HomeBuilder package ‘most effective stimulus in a decade’
14 July 2020
This week, The Australian reported that the take-up rate of the federal government’s $688m HomeBuilder program could underwrite up to half all new expected dwellings in the housing market over six months, with the building industry saying some regions were recording highest activity levels in a decade.
The projections come as the housing sector on Monday, 13th July 2020 recorded a 77 per cent jump in new home sales for June, the same month the scheme launched offering $25,000 grants for people to build new homes or substantially renovate.
The Master Builders Association has reported that in the past four weeks, activity in the sector had returned to pre-COVID-19 levels, saying the package had delivered the “most effective stimulus in decades”
The Australian understands almost 40,000 people have registered for HomeBuilder grants since the scheme was launched by Assistant Treasurer Michael Sukkar on June 4.
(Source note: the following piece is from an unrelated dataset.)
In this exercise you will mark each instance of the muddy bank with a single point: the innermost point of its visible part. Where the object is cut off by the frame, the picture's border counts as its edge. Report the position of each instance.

Treasury modelling originally forecast the program would support 21,000 new home builds and 7000 renovations or “rebuilds”.
While not all registrations will translate into approvals, Treasury expects the original forecasts to be significantly exceeded
The economic shutdown had threatened to slash new home builds from the average 175,000 a year to as low as 100,000 because of the COVID-19 shutdown.
Master Builders Association chief executive Denita Wawn told The Australian: “Just today I been told by industry veterans who head some of the largest home building businesses in the country that this is the most effective government stimulus that they have seen in decades in the industry.
“Reports from members are backing this up on daily basis.
“Builders (who) have been doing it tough for years say they have had the best month in terms of sales since the GFC.
“State and local governments need to get cracking getting HomeBuilder applications processes up and running, fast-tracking land releases, land titles and planning approvals so we can get more people into their own home and keep builders and tradies working.”
Ben and Elise Keeler hope to use HomeBuilder to build their first family home in Cedar Woods' flagship project, Bushmead in WA. The Perth couple, who are currently renting in a neighbouring suburb have just purchased a house and land package, through local developer Cedar Woods, in June, soon after the package was announced, in Bushmead estate just 16km from the Perth CBD.
The extra grant offered by the state government as a sweetener to build a new home will see the Keelers ahead $45,000 when the home begins construction in coming months.
“It is like a mini Lotto win. It takes the load off a bit,” Mr Keeler said. “We were looking at established homes but began looking into the grants and decided to build. We’re looking forward to getting out of the rent trap.
“We have a young family and we want to bring them up in our own home where we don’t have to worry about rental inspections and can paint the little girl’s room pink if we want to.”
Mr Sukkar said the latest HIA data showed HomeBuilder was doing “exactly what it was intended to do — generate immediate construction activity that will engage tradies straight away”.
“HomeBuilder is about encouraging those who may have pulled back from undertaking a new build or substantial rebuild in March when the pandemic hit,” he said.
The head of one of the county’s largest construction companies, ABN Group chief executive Dale Alcock, said it had dragged Western Australia out of a five-year slump with an immediate pick-up in activity. “There has been frantic activity … anyone who qualifies has come out of the woodwork,” he said. “It’s been an amazing response. This is one of those industries that rides a rollercoaster … we were coming off a very low base. But the response has been a bit overwhelming … it’s a great problem to have.
“We are waiting to see four weeks on if we are going to see a moderation of inquiries.”
The HIA said there needed to be several more months of data to demonstrate whether the pick-up would be sustained.
The program has also faced criticism from Labor which called for more investment in social housing.
HIA chief economist Tim Reardon said the rebound in new home sales in June did not fully offset the dismal results of the preceding three months and “we are cautious of over-interpreting data from a single month”.
“Additional sales data from July and August will be necessary before drawing accurate estimates on the impact of HomeBuilder on employment in the sector,” he said.
Image Description: Bushmead's newest purchasers, Ben and Elise Keeler with their children, Arabella and baby Luka, at their rental property in Helena Valley near Perth.